Saturday, January 14, 2017

WHEN WE SANG

It was wartime. Everyone was patriotic, or that’s how I remember my childhood and my family. My father’s brother, Uncle Nathan was drafted. My father just missed the age requirement. Our neighbor, Sam Cohen was drafted but stayed stateside. My mother was a daytime Air Raid Warden. I remember the pale blue denim pantsuit she wore on patrol, her chunky mid-heel, lace-up black oxford shoes with short white fold down socks (ankle socks they called them then), her helmet. The sirens sounded, and she left home to patrol the neighborhood. She attended weekly classes to learn first aid treatment and practiced on my sister, Sally, and me. Her handbook lay open on the kitchen table, to be sure she was following the proper way to tend broken limbs. Sally and I were either complaining or giggling. 

During those years, our extended family gathered on a routine basis – most Saturdays at my maternal grandparents’ home in Baltimore on Pulaski Street. On Sundays, usually in the evening at our home on Columbus Drive - Pulaski and Columbus, prominent names of American history – Pulaski, a Polish military commander and American Revolutionary War hero. Columbus, who is attributed to have found the “New World,” our America.

We all had pianos. Uprights they were called. My Aunt Clara, my mother’s younger sister, was a concert pianist and a graduate of the Peabody Conservatory. Our living rooms were small in these two row houses where we all gathered. The upright piano in our home was against the wall behind which a staircase led to the second floor of two bedrooms and a den. The den housed a bookcase filled with a complete set of THE HARVARD CLASSICS and volumes of Book of the Month Club – where we sat together, and my mother read poems to us – Longfellow’s “The Song of Hiawatha, The Children’s Hour, Evangeline.”  Edgar Allen Poe’s “The Raven and Annabel Lee.” Emerson’s “The Snow-Storm.”

But it was downstairs where the family gathered – our family of four, my grandparents, aunts, uncles, and cousins on my mother’s side. Sally and I were given the job of passing out songbooks. Aunt Clara sat on the piano bench in front of the upright. She played. We sang. In unison.

We sang, “Over there. Over there.” “Those Caissons Go Rolling Along and Anchors Aweigh.” “From the halls of Montezuma to the shores of Tripoli. “Off we go into the wild blue yonder.” We sang, often off-key, with gusto. We sang “America the Beautiful.” And after - hot tea, iced in the summer, and home baked cookies. This was years before I took and failed at piano lessons.

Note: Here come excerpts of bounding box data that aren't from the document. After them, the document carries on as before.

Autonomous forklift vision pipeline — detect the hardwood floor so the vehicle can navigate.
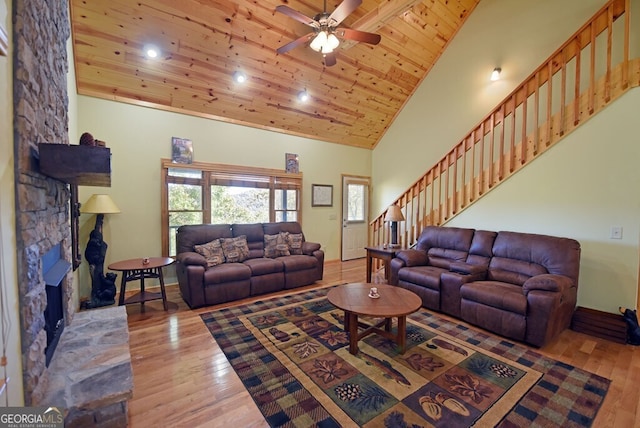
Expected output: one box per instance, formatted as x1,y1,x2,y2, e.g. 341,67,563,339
127,259,640,428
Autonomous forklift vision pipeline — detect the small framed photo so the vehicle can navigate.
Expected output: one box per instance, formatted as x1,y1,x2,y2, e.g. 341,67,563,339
284,153,300,174
171,137,193,163
311,184,333,207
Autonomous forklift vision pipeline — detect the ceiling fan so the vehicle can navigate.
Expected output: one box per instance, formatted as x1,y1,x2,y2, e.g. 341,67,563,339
276,0,380,67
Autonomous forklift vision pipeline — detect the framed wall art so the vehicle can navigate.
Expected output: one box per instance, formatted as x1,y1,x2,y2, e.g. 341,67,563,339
171,137,193,163
311,184,333,207
284,153,300,174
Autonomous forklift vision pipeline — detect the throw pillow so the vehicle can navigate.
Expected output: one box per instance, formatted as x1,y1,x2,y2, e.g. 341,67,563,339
193,239,224,267
287,233,302,254
264,232,291,259
220,235,249,263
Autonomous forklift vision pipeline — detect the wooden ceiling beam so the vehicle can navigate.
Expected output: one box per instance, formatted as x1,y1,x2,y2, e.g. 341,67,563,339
340,0,422,50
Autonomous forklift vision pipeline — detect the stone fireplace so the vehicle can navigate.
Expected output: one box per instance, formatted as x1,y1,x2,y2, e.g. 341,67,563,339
13,0,75,405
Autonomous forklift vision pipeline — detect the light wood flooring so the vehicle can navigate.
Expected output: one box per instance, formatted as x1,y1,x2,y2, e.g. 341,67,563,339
127,259,640,428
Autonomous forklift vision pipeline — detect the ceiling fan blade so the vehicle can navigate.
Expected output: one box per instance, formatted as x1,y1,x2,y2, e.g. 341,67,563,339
327,0,362,27
276,4,320,28
324,52,338,67
276,32,314,54
335,28,381,45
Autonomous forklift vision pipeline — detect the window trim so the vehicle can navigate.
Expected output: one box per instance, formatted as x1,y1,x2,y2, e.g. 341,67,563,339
160,159,303,257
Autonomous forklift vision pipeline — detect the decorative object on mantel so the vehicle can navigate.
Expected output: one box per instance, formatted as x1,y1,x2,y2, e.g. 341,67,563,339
80,132,107,147
618,306,640,346
80,194,120,309
276,0,381,67
285,153,300,174
311,184,333,207
171,137,193,163
384,204,404,248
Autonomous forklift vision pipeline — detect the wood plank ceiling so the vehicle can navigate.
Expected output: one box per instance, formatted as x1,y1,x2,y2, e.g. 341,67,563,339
70,0,479,149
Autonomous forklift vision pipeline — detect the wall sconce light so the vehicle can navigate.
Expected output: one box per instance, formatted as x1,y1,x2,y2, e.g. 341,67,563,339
80,194,120,308
298,89,309,103
233,71,247,83
384,204,404,248
491,67,502,82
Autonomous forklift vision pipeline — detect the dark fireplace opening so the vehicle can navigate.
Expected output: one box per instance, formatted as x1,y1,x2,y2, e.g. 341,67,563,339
42,243,71,367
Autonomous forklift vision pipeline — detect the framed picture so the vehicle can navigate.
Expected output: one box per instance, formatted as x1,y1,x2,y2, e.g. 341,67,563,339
311,184,333,207
171,137,193,163
284,153,300,174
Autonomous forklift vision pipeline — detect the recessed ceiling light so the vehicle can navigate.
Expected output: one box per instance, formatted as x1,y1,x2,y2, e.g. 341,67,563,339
491,67,502,82
143,45,160,58
233,71,247,83
298,90,309,103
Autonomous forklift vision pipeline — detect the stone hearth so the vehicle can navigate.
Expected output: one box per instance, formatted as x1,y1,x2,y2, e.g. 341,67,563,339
40,306,133,428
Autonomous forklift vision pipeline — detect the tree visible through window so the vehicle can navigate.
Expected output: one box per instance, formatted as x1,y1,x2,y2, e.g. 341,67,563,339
162,160,302,256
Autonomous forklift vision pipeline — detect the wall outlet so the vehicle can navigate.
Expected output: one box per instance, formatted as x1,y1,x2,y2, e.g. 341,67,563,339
610,226,622,239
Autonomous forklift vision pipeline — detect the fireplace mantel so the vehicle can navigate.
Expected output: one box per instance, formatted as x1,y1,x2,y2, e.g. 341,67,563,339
38,143,111,187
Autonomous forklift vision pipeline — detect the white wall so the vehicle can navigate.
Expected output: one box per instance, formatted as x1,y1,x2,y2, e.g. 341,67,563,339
372,0,605,217
77,96,371,296
0,0,24,406
447,88,640,312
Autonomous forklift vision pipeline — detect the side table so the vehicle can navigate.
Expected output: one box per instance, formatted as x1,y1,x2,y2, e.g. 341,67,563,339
365,245,404,283
108,257,173,311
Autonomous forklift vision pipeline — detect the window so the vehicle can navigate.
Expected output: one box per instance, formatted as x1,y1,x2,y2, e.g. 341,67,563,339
162,159,302,256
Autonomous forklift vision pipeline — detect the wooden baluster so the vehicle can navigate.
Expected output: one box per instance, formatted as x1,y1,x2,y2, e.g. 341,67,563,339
509,93,518,173
498,104,506,181
604,5,613,103
469,131,476,202
478,121,484,195
533,68,540,156
560,49,567,139
588,21,596,115
622,0,631,89
487,115,496,189
520,85,529,165
573,37,582,126
429,167,436,225
452,144,460,215
418,173,429,233
460,138,467,209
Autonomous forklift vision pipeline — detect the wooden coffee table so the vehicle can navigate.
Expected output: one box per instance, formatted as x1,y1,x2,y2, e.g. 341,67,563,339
109,257,173,311
327,282,422,355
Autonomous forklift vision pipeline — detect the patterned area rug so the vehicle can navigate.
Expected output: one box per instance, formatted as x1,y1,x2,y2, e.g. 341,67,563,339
202,288,610,427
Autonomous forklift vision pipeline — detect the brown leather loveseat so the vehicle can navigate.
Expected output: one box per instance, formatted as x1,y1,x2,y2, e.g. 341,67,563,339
176,222,324,308
390,226,580,347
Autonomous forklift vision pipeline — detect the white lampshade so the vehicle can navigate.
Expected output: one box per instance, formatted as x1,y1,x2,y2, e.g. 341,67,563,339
309,31,327,52
80,194,120,214
384,204,404,221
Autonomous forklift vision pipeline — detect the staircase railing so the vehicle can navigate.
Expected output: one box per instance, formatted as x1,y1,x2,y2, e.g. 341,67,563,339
369,0,640,251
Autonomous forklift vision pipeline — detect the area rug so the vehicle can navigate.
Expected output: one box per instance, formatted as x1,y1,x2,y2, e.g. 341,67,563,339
202,289,610,427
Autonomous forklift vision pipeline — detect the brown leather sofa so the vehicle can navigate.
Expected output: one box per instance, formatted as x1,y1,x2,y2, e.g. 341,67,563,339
389,226,580,347
175,222,324,308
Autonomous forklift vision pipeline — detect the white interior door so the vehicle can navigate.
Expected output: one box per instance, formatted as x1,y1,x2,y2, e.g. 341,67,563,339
342,176,369,261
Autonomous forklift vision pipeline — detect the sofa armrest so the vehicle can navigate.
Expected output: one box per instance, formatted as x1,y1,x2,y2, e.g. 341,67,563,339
176,251,207,269
522,274,575,296
396,250,429,267
302,241,320,256
449,262,487,281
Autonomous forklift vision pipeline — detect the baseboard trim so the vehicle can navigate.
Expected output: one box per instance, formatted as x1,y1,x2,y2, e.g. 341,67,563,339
571,306,627,343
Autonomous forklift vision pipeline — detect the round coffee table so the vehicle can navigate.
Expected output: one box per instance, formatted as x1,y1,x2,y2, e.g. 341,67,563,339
327,282,422,355
108,257,173,311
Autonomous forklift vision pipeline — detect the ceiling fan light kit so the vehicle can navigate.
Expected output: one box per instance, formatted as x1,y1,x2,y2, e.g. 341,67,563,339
276,0,380,67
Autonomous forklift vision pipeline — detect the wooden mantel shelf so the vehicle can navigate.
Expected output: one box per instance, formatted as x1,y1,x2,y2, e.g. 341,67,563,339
38,143,111,187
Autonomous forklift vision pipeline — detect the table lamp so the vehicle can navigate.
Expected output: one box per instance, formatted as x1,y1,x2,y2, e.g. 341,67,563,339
80,194,120,308
384,204,404,248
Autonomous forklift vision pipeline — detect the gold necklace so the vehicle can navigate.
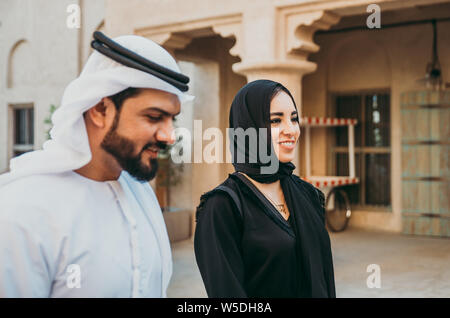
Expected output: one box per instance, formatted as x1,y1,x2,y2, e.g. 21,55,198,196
265,193,287,215
239,172,287,215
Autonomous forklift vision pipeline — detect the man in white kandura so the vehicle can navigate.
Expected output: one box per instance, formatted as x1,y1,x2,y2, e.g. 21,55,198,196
0,32,193,297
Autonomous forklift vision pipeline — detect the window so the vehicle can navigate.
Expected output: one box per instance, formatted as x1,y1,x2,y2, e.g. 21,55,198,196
331,92,391,208
12,105,34,157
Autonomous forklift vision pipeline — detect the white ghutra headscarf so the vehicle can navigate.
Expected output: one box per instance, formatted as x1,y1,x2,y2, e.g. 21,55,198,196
0,35,193,297
0,35,194,188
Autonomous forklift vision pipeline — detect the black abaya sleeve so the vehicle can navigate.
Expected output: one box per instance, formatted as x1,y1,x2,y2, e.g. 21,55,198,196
194,193,247,297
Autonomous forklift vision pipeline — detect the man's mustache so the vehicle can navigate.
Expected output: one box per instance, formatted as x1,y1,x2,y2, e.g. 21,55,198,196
142,141,169,151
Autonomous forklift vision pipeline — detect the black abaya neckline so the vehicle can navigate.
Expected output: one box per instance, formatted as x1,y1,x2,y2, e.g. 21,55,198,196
231,172,295,238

And then early one August evening came news of the Japanese surrender. We kids celebrated by taking pots and pans and their covers from our kitchen cupboards and banged them together, as we marched up and down Columbus Drive. My mother was upset at the destruction of cookware she had protected so carefully during the years of metal (and other) shortages. A neighbor reminded her, “Now you can buy new ones.”